Mutations Newly Found in Families Link Problems with Calcium Metabolism to PF
Mutations in two genes, S100A3 and S100A13, were found to be linked to an atypical, early onset form of pulmonary fibrosis (PF) in two families in Saudi Arabia.
The newly identified gene variants add to knowledge of the underlying mechanisms of PF development, and further support the involvement of calcium metabolism in this disease.
The cases were described in the study “An atypical pulmonary fibrosis is associated with co-inheritance of mutations in the calcium binding protein genes S100A3 and S100A13,” which was published in the European Respiratory Journal by a team led by researchers at King Faisal Specialist Hospital and Research Centre in Riyadh.
In one of these families, three siblings — from a total of seven children born to consanguineous parents — developed PF at 12 and 13 years old. Both parents and the remaining siblings were healthy, while all three children had an identical clinical presentation of the disease, with breathing difficulties that began in their early teen years but no additional organ manifestations.
PF was confirmed by chest computed tomography (CT) imaging, and showed extensive involvement at the core of the lungs. Pulmonary function tests revealed that they had severe respiratory restriction and poor oxygen transfer.
Their respiratory symptoms worsen significantly with age, and all three children developed chronic type 2 respiratory failure — with elevated blood carbon dioxide levels — that required noninvasive ventilation. Two underwent a lung transplant, but died at 22 and 23 years old due to complications with the transplanted lungs. The third sibling died at age 23 of severe respiratory failure.
Four third-degree cousins of these siblings had a similar clinical profile. Two girls died of respiratory failure in their late 20s without any further medical characterization. The other two girls had an early onset of respiratory symptoms and signs of PF with a pattern of severe respiratory restriction, but no evidence of disease in other organs.
In a second family, researchers identified six siblings from a total of 10 children who showed a strikingly similar clinical pattern to the unrelated family.
Four of the affected children (two girls and two boys) died of lung disease between the ages of 25 and 32. The surviving sisters developed initial respiratory symptoms in their teens, which then progressed to a severe respiratory restriction pattern.

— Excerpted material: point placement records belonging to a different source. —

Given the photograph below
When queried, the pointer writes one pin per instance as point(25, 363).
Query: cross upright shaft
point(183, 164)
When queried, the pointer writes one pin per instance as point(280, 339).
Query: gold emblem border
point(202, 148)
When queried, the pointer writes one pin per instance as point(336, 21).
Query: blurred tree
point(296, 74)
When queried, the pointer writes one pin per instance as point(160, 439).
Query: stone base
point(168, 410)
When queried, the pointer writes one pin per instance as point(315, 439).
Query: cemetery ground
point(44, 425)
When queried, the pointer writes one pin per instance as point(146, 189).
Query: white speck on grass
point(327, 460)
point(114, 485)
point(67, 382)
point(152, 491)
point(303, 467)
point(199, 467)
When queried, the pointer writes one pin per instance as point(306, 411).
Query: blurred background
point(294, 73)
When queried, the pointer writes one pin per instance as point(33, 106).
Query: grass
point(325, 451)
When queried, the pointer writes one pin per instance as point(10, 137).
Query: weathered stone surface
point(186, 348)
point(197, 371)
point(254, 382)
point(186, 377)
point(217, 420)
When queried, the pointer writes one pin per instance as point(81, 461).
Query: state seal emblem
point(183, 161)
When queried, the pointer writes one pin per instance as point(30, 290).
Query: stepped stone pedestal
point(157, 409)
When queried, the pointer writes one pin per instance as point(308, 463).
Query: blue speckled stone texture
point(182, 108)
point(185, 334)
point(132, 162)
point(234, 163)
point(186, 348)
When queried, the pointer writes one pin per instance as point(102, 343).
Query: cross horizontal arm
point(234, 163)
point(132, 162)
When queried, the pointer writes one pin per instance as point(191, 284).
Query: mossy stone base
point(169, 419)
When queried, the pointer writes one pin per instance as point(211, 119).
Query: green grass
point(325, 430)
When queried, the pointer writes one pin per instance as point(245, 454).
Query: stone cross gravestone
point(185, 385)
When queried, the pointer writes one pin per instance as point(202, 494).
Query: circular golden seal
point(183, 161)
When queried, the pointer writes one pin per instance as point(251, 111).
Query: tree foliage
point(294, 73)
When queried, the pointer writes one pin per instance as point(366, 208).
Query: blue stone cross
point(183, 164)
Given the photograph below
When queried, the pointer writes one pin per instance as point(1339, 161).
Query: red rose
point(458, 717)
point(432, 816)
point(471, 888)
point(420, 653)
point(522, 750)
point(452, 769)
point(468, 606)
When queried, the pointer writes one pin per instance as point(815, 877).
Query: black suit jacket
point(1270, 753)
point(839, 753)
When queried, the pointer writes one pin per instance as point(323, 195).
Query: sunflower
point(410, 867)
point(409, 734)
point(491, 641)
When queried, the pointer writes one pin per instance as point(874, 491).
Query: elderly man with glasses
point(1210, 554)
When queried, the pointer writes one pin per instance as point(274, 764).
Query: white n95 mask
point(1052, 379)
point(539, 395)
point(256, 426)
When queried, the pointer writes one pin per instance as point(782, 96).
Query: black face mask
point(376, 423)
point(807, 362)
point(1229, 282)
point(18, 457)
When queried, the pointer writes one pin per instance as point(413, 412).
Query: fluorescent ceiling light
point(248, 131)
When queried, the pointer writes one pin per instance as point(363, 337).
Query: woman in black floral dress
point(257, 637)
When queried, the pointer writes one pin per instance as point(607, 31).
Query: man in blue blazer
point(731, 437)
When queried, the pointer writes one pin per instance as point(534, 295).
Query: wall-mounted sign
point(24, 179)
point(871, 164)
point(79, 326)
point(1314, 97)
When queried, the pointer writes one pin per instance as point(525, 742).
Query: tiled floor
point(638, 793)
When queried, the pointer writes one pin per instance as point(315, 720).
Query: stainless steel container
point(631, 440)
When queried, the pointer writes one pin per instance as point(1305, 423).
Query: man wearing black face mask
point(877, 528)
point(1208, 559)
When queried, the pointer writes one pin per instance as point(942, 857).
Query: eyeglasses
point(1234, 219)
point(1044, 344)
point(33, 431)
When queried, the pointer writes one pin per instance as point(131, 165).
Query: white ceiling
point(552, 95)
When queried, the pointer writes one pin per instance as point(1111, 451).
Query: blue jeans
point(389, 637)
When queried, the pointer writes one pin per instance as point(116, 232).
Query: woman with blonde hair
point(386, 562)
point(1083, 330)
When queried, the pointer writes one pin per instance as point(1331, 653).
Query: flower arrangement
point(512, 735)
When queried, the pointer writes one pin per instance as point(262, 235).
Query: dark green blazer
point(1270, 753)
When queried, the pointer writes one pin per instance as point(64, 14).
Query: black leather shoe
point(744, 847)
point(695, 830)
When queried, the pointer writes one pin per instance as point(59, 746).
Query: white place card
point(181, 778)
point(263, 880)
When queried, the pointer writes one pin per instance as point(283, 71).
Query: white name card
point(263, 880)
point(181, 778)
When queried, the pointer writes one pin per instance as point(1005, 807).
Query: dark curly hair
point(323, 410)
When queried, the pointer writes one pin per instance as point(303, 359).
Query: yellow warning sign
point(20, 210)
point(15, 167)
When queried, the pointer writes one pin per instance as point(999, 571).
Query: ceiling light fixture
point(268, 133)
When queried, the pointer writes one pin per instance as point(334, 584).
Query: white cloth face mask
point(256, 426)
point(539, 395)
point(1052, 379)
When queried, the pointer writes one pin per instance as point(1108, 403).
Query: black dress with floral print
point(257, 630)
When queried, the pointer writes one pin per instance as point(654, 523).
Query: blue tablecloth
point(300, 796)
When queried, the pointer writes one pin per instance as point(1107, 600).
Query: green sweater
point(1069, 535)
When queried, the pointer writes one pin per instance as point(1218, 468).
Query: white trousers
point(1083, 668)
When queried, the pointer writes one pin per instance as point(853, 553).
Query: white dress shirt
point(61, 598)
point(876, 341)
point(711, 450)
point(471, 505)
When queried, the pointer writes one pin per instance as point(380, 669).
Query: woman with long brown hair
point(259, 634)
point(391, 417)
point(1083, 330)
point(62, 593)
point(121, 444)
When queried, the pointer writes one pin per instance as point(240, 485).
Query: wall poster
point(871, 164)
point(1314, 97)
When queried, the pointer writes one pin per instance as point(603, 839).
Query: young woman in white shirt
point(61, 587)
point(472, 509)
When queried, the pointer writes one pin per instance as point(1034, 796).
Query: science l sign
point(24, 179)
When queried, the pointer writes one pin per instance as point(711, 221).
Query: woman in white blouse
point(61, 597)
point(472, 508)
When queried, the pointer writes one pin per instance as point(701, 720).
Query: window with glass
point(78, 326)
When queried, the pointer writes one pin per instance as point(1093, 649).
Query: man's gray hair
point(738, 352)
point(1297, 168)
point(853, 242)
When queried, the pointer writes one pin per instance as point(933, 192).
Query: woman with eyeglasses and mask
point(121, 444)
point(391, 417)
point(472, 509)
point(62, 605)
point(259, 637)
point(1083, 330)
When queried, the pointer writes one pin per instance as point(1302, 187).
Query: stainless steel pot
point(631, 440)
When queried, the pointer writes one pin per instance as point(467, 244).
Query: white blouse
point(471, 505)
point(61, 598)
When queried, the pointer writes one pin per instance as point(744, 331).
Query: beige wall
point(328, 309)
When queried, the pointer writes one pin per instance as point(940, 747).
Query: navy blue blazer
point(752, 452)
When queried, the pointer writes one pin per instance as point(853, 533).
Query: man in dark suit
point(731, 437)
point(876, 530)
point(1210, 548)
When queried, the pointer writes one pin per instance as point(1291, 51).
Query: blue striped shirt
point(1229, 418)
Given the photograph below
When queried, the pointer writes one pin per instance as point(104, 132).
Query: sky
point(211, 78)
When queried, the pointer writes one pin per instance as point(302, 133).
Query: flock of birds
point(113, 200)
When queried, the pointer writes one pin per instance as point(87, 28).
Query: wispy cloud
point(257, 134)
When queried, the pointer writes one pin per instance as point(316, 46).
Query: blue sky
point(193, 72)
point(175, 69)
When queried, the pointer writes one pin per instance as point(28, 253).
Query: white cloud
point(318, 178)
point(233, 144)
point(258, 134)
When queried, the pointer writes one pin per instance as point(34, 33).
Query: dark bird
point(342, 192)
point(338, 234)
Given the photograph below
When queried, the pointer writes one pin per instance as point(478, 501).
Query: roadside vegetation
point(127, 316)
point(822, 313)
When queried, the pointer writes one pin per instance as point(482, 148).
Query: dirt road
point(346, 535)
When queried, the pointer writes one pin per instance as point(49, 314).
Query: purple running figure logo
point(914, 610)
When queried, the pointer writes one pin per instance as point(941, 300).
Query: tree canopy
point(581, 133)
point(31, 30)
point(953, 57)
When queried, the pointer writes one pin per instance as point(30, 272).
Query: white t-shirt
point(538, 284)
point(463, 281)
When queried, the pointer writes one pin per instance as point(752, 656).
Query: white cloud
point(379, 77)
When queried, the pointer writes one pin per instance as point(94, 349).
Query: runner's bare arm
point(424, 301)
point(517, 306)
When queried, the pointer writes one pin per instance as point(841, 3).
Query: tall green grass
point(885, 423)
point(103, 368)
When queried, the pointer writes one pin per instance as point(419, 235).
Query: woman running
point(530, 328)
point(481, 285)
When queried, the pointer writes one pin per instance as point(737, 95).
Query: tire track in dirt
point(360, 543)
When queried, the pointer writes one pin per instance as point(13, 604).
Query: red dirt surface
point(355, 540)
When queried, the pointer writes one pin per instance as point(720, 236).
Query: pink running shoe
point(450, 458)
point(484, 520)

One sister underwent a lung transplant at 27, and is now 35 years old and in good health. The other is on the waiting list for a lung transplant.
Evaluation of both families failed to identify autoimmune or environmental factors that could explain their symptoms and overall disease progression.
Researchers instead suspected that these patients had a genetic form of PF.
Evaluation of 13 elements (both affected and unaffected) from the two families showed they were carriers of mutations in the S100A3 and S100A13 genes, which encode proteins that are involved in calcium metabolism and balance.
The identified mutations were found to negatively affect protein levels, leading to significantly lower calcium release in fibroblasts (connective tissue cells) of patients compared to healthy controls. Mitochondria (a cell’s energy source) in patient fibroblasts also showed structural abnormalities and impaired activity, resulting in a greater production of damaging oxidative compounds.
Overall, the study provides evidence that S100A3 and S100A13 proteins play a role in the development of an atypical form of PF characterized by early onset and respiratory constriction.
These data demonstrate that “inheritance of mutations in S100A3 and S100A13 underlie the pathophysiology of pulmonary fibrosis associated with a significant reduction of both proteins,” the researchers concluded.
Computational analysis and experimental data confirmed that co-inheritance of both S100A3 and S100A13 mutations are associated with PF, but “it remains unclear if either variant alone is sufficient to cause disease,” they added.
Data also suggested that a re-balancing of calcium metabolism (a “calcium-based therapy”) may be way an attractive way of managing or reversing PF.